Nagaland crisis a diabolic Cong-Church Conspiracy: Swarajya magazine claims

Morung Express News
Dimapur | February 19  

Nagas, who claim to be egalitarian and progressive, should have had no reason to oppose the 33 percent reservation for women in local bodies, but the current unrest was stoked by the opposition Congress and the Church to dislodge the present government, Swarajya, a right-wing weekly magazine maintained in a report last week.  

Titled, “Nagaland Unrest: It’s A Diabolic Congress-Church Conspiracy,” filed on February 7, Jaideep Mazumdar, whom the magazine said writes on “politics, society and many other subjects from North, East and North East India as well as Nepal and Bangladesh,” cited reports by central intelligence agencies that “the protests against women’s reservation have been orchestrated by the Congress, which is still smarting from the mass desertion of all its eight MLAs from the party in November 2015.”  

Swarajya, which was started as ‘conservative’ voice in 1956 under the patronage of C Rajagoplachari “Rajaji,” folded in 1980s but was revived in 2015 and claims to be “an authoritative voice of reason representing the liberal centre-right point of view.”  

“We are trying to build a new young, liberal, Right-of-Centre voice,” Sandipan Deb, an Editorial Director of the magazine had told The Hindu in 2015.  

“The Congress has, traditionally, been close to the Church, and the intelligence agencies believe that the Church co-opted itself into this plot by the Congress to create a crisis in the state and force the Zeliang government to step down,” it further maintained.  

The crisis was created to jeopardise the alliance between the NPF and the Bharatiya Janata Party (BJP, who are part of the ruling Democratic Alliance of Nagaland (DAN), it implied.  

Narrating the chain of events that preceded the current imbroglio in Nagaland, the report augmented its assertion by adding that, “It doesn’t take loads of intelligence to fathom that reservation of seats for women in urban local bodies (like municipalities and town councils) does not encroach upon Naga customary law or the religious and social practices of the Nagas.”

  Accordingly, it alleged that the newly-formed Nagaland Tribes Action Committee (NTAC) leadership was made up “almost entirely of Church elders.” “The Church has never been happy with the NPF joining hands with the BJP and forming an alliance with a party it considers to be a Hindu party.”  

The Church is extremely powerful in Nagaland and openly dictates terms to the government, it further stated adding the even the National Socialist Council of Nagalim (NSCN-IM), currently engaged in protracted peace talks with the Government of India, “also fished in troubled waters and took the side of the Church.”  

The NSCN has also been displeased with the NPF for allying with the BJP, it said.   Faced with the continuing belligerence of the NTAC, the state government bent over backwards once again by resolving to approach the Union Government with a request to take Nagaland out of the purview of Part IX A of the Constitution dealing with municipalities and their composition and Article 243 T that makes 33 per cent reservation for women mandatory, it pointed out.  

Unsatisfied, the NTAC has resolved to get the Hohos of different tribes to apply pressure on the MLAs of the respective tribes to resign from the ruling DAN Government, it said.  

Consequently, the report argued that women’s reservation issue was just “a cover for the conspiracy hatched by the Congress in league with the Church” was evident from the fact that the NTAC has been “proclaiming that nothing short of the resignation of the council of ministers would do.”  

The Congress revealed its hand by demanding that not only the government resign, but the assembly also be dissolved and fresh polls held in the state and the Church has “given enough indication, both in private and publicly, that the government ought to meet the NTAC’s demands,” it added.  

The report also quoted anonymous minister that trouble last month-end “was cleverly planned.” “Enough evidence of the Congress and the Church guiding the agitators has emerged.

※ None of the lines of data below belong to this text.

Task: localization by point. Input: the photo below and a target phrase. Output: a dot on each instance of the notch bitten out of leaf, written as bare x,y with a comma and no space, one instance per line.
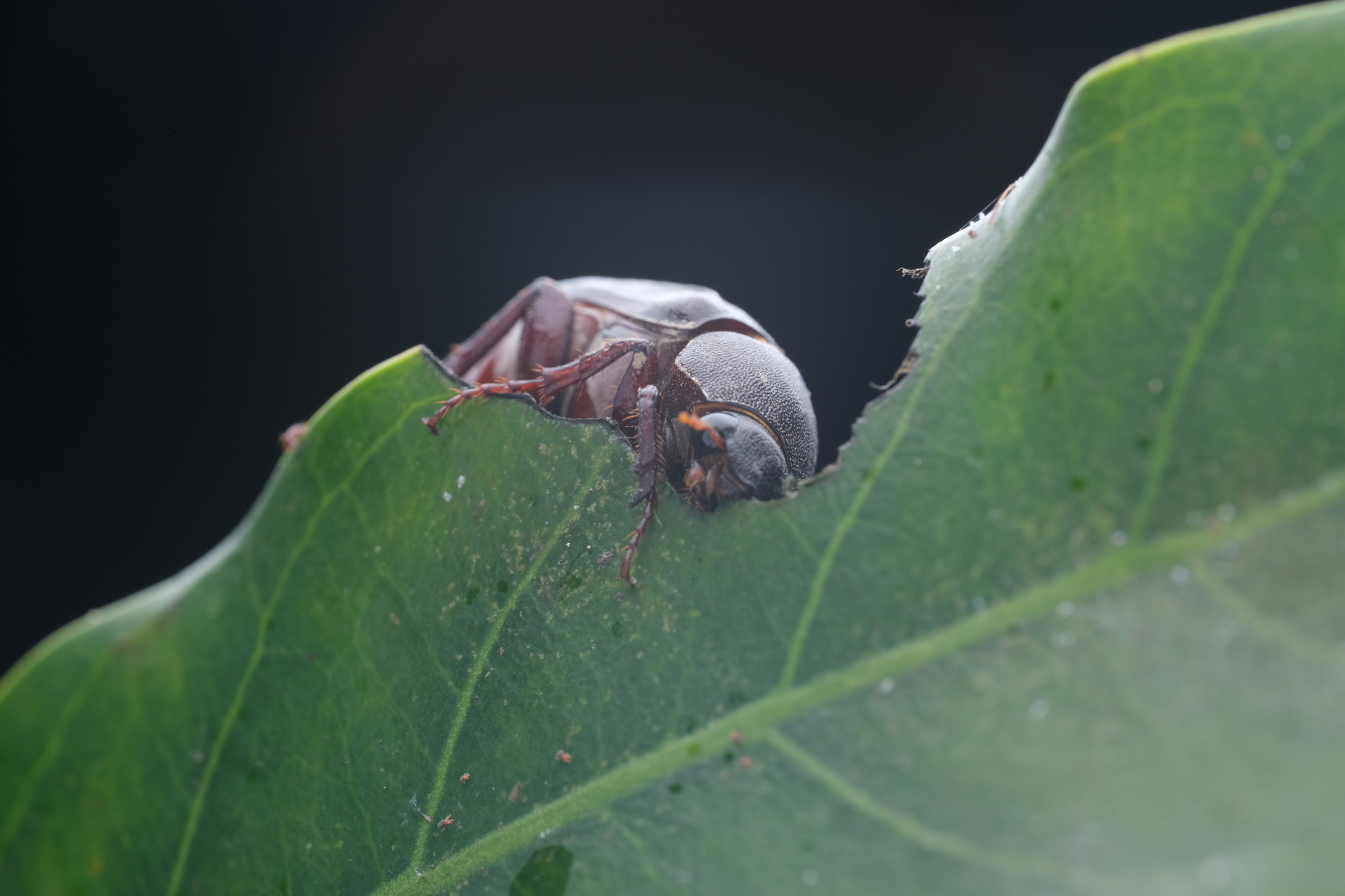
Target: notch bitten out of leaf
889,639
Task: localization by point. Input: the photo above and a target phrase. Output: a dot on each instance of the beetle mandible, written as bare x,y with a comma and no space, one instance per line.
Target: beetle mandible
698,387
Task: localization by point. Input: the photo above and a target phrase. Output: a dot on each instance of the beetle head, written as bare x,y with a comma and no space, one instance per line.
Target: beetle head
734,457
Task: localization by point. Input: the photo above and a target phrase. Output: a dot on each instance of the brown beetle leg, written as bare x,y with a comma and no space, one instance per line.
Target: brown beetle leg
650,503
552,381
648,467
493,331
648,442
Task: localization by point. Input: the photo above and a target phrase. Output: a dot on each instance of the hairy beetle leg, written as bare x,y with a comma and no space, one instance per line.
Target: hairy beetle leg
552,381
648,468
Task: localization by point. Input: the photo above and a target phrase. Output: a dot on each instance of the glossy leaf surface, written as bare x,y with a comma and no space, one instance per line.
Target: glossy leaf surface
1067,618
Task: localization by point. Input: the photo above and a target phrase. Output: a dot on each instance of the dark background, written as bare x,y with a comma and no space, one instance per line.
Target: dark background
221,213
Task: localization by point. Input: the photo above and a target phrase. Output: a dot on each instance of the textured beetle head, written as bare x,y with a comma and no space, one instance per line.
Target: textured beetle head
734,457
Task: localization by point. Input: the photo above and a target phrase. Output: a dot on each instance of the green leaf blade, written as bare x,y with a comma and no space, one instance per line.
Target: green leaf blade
1066,620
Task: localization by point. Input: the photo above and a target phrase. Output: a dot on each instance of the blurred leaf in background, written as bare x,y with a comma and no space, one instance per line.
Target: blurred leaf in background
1067,618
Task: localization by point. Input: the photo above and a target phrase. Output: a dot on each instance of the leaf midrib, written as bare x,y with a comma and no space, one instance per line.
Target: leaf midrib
757,719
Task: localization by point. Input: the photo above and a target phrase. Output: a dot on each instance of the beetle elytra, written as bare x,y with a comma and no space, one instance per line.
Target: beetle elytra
698,387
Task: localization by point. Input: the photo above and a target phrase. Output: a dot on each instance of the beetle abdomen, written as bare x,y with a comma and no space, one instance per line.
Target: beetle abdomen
747,375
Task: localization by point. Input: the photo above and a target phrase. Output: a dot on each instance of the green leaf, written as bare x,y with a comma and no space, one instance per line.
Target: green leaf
1067,618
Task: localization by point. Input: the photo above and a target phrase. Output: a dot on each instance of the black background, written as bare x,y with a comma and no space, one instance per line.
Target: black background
221,213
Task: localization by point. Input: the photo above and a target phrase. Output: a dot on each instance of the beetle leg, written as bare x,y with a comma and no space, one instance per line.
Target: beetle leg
648,467
553,379
648,442
493,331
650,503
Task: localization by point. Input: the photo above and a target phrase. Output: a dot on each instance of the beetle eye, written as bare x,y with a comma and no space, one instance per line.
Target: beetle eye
755,458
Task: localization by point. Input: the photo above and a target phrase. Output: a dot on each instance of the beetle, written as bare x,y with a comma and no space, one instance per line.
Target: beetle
695,385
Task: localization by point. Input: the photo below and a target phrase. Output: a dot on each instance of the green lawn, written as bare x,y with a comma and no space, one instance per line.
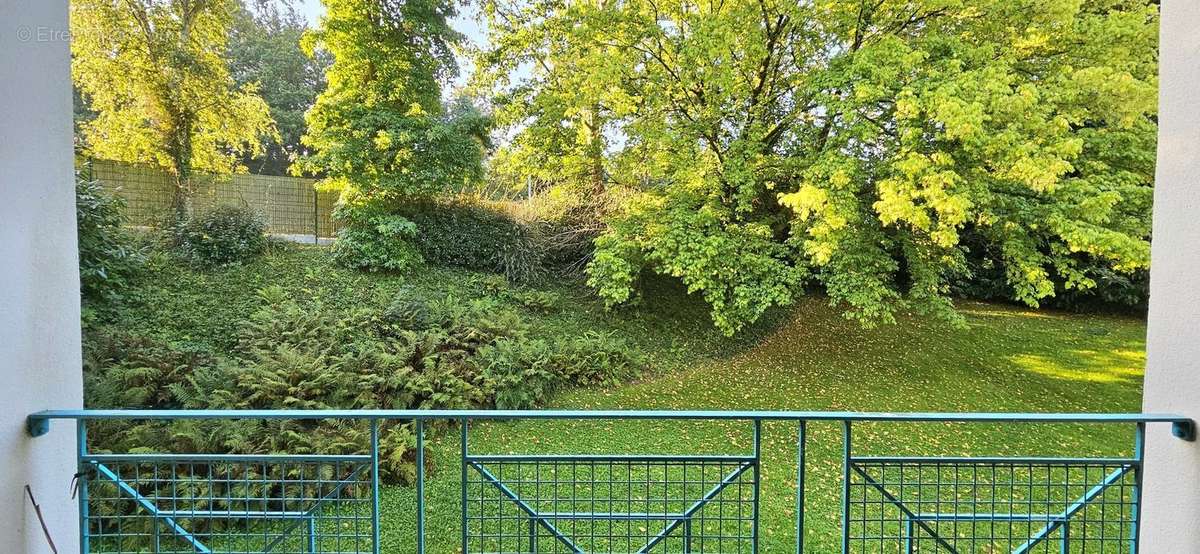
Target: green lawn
1007,360
807,357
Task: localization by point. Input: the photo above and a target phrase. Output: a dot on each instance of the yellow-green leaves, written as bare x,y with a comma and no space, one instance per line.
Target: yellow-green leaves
882,150
157,78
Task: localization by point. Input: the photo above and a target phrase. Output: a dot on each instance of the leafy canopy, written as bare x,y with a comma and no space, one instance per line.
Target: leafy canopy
855,144
155,73
379,132
264,48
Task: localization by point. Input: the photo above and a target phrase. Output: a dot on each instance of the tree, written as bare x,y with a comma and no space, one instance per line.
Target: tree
264,49
154,72
857,144
545,83
379,132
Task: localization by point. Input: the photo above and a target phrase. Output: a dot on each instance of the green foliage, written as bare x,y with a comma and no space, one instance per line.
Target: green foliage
411,353
849,145
264,50
525,373
379,132
539,301
107,253
222,235
375,238
471,234
156,78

Chief Minister Zeliang and other leaders of the NPF have been meeting powerful clergymen and leaders of the tribal bodies to resolve the issue,” the report further maintained.  

“Some Church leaders have obliquely hinted that the demand for the resignation of the Council of Ministers would be dropped if the NPF snaps links with the BJP and withdraws from the North East Democratic Alliance (NEDA), a non-Congress political group formed by the BJP last year,” it added.  

Thus, the report concluded that it exposes the “Church’s vicious anti-BJP stance” and the "ugly truth" about the Church involving itself in politics in Nagaland.”  

The Congress reduced to an “utter political irrelevance in Nagaland,” has found in the Church a “natural ally to get back into political reckoning,” it added.  

With the event aftermath the report turning into several twist and turns, with the handprint of the Centre quite visible, the magazine’s assertion stands negated. However, the position it took seems to be solely based on its ideological inclination.  

As a media watchdog The Hoot wrote in its analysis that though the magazine claims to be ‘a fiercely independent, big tent of right liberal ideas’ and not ‘politically partisan,’ Swarajya’s tagline of “Read India Right” is an open declaration of its ideological moorings.